Please don't think that this is judgemental because it is absolutely not meant to be. I believe that you need to visit your doctor and get treated for this anxiety. I can hear myself in so many of your posts and it's a viscious cycle. Anxiety tells you that you're doing a terrible job, anxiety causes you to make mistakes, and anxiety causes you to dread going to work. The common denominator here is your anxiety. Lessen the anxiety in some way and you will be a lot better off for it. Take care of your mental health and the rest will follow!

Dear LPNewbie,

I used to have some anxiety before I started my shift. But what got me through it ? Telling myself no matter what happens just focus on my patients.

Because it's a wonderful job you are doing. You had a bumpy start but look at you now :) Regarding double checking medications, good on you. That's called safety. And too many nurses are in a rush and make mistakes.
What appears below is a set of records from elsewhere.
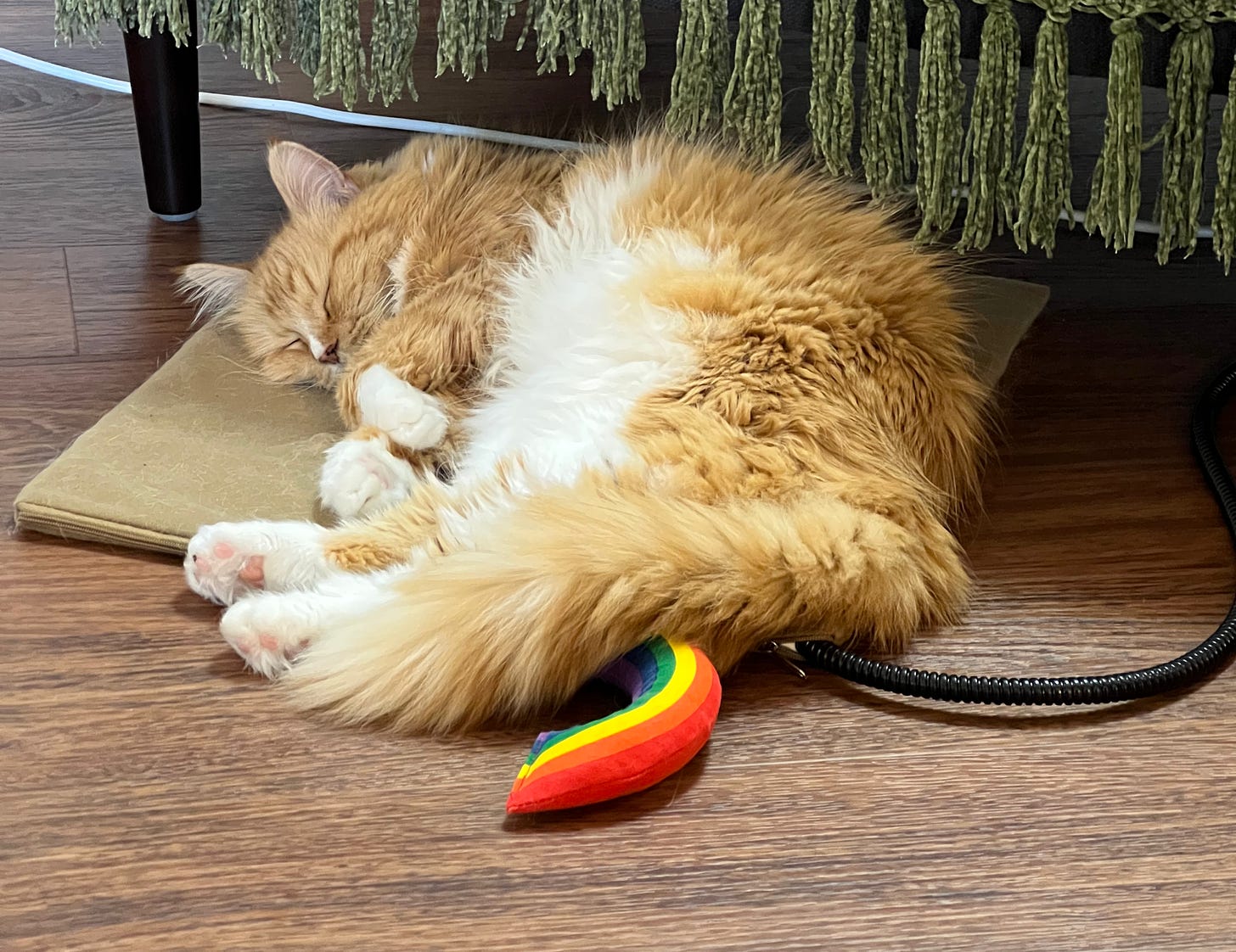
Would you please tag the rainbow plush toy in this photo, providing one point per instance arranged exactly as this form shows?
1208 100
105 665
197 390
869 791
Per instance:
674 699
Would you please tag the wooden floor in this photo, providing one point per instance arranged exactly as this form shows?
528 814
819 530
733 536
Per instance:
154 797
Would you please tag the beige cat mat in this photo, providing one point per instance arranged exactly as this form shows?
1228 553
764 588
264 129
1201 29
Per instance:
205 441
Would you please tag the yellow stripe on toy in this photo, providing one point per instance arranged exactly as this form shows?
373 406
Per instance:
675 696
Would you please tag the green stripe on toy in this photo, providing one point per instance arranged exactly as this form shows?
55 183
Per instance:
675 694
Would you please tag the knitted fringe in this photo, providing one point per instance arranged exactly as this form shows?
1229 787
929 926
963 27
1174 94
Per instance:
558 34
395 38
255 27
990 141
1047 174
699 70
465 29
613 30
1116 187
343 59
306 36
1224 220
885 147
938 119
751 110
1184 143
1026 192
81 19
831 113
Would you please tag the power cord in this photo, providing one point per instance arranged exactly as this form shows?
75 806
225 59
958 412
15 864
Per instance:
1187 669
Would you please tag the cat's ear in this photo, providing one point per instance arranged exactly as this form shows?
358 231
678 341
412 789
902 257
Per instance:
306 179
214 288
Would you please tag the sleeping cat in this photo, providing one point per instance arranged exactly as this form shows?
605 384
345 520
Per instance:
650 388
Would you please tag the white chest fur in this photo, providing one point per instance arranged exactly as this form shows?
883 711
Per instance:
582 344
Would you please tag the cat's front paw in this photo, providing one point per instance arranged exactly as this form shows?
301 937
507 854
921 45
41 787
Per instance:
362 477
409 417
270 630
228 561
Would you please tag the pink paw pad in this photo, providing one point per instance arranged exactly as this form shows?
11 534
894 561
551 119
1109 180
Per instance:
252 571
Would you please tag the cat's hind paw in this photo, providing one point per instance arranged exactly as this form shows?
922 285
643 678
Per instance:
361 477
228 561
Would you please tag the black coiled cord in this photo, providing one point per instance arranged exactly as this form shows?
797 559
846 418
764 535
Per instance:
1189 669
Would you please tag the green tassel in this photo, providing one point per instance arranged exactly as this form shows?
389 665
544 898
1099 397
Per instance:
990 143
1116 187
702 63
938 119
613 30
1184 143
395 38
885 146
831 113
81 19
343 59
751 111
162 16
306 36
465 29
556 24
1224 221
1047 176
255 27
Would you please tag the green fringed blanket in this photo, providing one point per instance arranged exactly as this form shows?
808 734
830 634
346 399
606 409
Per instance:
1008 178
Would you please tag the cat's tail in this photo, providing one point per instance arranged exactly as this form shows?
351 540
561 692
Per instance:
572 578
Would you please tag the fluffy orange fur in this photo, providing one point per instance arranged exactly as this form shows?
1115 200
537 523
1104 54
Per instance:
802 479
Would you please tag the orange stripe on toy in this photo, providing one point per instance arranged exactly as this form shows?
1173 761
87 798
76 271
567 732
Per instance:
675 697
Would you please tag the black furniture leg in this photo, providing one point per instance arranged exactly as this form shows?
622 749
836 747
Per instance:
165 81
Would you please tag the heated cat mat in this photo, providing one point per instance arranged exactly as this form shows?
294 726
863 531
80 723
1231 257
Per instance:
205 441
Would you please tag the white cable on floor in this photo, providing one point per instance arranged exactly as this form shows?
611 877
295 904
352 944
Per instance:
362 119
300 109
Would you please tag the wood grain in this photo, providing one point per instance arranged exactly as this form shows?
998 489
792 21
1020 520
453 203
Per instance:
154 797
34 284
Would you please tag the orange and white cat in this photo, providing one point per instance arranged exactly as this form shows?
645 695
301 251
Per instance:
675 390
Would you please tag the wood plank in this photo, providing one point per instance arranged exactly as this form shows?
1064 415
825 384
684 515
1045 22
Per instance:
36 311
156 797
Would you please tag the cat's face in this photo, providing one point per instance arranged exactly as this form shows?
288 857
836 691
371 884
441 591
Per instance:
317 288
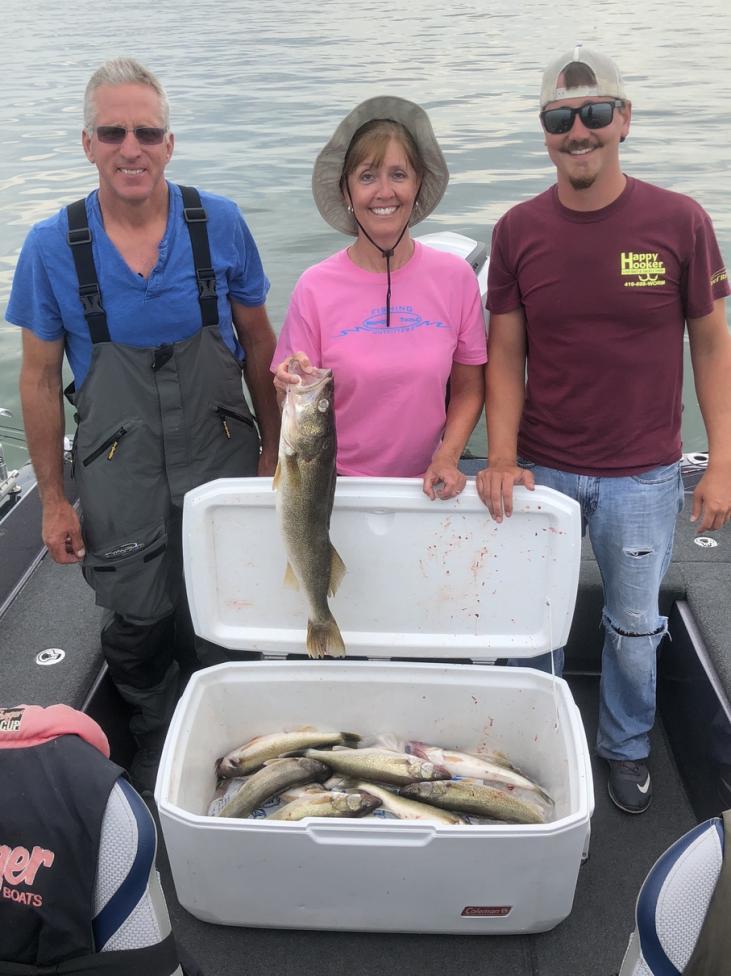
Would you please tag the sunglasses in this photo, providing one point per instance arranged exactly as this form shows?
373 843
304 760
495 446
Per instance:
114 135
594 115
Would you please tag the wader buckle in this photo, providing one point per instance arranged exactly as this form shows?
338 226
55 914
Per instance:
91 299
81 235
194 215
162 355
206 282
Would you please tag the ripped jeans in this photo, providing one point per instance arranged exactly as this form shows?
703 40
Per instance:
631 523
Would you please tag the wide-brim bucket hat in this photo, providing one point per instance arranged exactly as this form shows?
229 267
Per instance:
329 164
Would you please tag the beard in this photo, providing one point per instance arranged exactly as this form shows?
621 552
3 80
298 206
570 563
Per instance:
582 182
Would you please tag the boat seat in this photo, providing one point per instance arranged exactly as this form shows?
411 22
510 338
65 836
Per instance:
673 903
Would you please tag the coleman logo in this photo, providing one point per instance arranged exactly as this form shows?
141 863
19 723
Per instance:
645 268
10 719
486 911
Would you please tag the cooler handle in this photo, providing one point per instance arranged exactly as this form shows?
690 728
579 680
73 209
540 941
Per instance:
362 835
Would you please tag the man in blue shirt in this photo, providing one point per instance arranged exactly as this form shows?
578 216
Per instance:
156 295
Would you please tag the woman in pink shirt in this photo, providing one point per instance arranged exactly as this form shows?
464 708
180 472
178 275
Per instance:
395 320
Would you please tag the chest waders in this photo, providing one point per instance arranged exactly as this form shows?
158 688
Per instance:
152 424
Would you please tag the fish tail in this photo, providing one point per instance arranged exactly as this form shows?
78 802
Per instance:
337 571
324 639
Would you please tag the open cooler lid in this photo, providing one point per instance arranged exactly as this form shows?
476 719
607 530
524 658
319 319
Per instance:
424 578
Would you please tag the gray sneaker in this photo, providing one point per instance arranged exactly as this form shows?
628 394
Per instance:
629 785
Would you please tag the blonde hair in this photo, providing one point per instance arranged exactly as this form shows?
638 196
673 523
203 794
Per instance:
122 71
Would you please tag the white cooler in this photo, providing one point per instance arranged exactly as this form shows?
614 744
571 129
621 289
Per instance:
425 580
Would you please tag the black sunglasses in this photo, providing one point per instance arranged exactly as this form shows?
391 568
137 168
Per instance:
594 115
114 135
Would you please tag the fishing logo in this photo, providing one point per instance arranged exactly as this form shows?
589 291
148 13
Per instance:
644 268
19 866
403 319
10 719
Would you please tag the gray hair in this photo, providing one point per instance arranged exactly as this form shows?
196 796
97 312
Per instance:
122 71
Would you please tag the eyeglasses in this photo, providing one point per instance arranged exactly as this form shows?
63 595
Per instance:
114 135
594 115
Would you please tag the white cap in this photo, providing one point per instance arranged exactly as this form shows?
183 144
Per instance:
608 80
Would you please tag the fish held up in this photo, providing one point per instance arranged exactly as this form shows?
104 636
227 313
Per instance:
305 485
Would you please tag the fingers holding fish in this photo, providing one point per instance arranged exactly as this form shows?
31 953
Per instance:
290 371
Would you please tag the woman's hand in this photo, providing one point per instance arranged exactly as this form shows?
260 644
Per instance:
283 377
442 478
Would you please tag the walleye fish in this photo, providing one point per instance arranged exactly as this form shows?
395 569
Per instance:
379 765
255 752
331 804
275 777
305 486
477 799
463 764
405 809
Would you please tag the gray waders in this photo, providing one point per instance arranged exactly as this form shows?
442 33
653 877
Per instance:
152 424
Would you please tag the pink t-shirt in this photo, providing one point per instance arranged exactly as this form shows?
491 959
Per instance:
606 294
390 383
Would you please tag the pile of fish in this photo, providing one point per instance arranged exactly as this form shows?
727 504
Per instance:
310 772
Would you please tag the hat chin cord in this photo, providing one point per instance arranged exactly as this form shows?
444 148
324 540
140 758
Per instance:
387 253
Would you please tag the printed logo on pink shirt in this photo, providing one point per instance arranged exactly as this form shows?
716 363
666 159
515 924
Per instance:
403 319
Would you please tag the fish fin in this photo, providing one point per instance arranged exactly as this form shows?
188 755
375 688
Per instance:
324 640
337 571
500 759
290 579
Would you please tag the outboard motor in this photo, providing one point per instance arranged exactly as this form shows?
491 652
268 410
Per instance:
474 252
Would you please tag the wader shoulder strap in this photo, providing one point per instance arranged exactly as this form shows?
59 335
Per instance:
79 239
160 959
713 949
196 219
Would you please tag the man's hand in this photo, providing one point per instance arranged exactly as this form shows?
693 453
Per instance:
61 532
495 487
283 377
712 500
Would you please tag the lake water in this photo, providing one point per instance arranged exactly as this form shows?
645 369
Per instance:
256 89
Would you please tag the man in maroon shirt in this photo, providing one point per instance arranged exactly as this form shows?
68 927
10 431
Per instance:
591 285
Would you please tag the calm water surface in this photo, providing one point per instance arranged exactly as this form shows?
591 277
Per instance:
256 89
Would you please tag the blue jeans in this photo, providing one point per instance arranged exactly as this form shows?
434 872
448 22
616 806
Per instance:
631 523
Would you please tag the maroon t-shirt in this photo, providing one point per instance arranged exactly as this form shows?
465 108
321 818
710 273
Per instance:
605 296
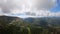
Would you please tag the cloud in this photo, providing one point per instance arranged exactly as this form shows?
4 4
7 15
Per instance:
28 7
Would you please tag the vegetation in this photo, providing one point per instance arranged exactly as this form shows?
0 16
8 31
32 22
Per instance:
19 26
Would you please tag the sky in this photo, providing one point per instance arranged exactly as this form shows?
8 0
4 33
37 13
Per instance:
30 8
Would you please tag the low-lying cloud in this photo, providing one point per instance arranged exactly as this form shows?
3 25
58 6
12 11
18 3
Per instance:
28 7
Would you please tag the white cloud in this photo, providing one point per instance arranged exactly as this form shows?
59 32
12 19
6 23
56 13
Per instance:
28 7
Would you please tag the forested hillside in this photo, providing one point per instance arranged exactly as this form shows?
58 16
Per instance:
16 25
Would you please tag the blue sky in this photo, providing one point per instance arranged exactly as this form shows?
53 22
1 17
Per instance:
57 8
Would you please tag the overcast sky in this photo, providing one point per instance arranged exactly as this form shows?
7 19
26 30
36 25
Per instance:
30 8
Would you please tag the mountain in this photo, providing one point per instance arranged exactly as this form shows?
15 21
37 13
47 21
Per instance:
44 21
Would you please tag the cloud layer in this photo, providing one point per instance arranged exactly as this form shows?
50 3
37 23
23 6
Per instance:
28 7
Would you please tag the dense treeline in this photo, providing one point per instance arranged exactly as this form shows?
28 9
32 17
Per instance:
37 26
18 27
Don't leave your job, stick it out, strive to improve everyday and then think about where you would like to go later on. Trust in yourself. And say I can do this. And some of the negative comments on this thread those people probably have anxiety but conceal it. Everyone has anxiety about all sorts of things. And I bet they have made errors too. When I started a new placement another nurse who was loud said I was quiet and it bothered her. But 2 years down the track hello, acting charge nurse that was me. So don't let anyone tell you how you should be. So cheer up keep smiling.

You need to find another job before you quit this one.You need income don't you? I'm not sure what youre looking for in a nursing job...maybe nursing isn't for you.There are so many different disciplines in nirsimg so much to choose from or a nursing degree would help you as a good grounding with any other career.I absolutely love my job been in my most recent for 25 years ...i think a minimum of a year is needed in a job to figure out your place .You get back what you put in .Best of luck

You have your entire life ahead of you. Find another job, then give notice. Sometimes it takes a few positions to find your place but never just not show up or quit without notice.That's the kind of stuff that follows you around in any job. Get lots of rest and get back in the swing of things. If there are issue that can be resolved at work, try that first.

Specializes in Neurology/Oncology.

I am appalled by the comment, "Please stop with the drama first of all. You are getting yourself more worked up then this is probably worth!". This is obviously from someone who has no experience with anxiety nor empathy for those who do. What truly concerns me is that they were/are an EMT, to boot. WOW!

Wuzzie is correct in that it is not abandonment. You are not at the job site yet. All of her other advice is correct, as well.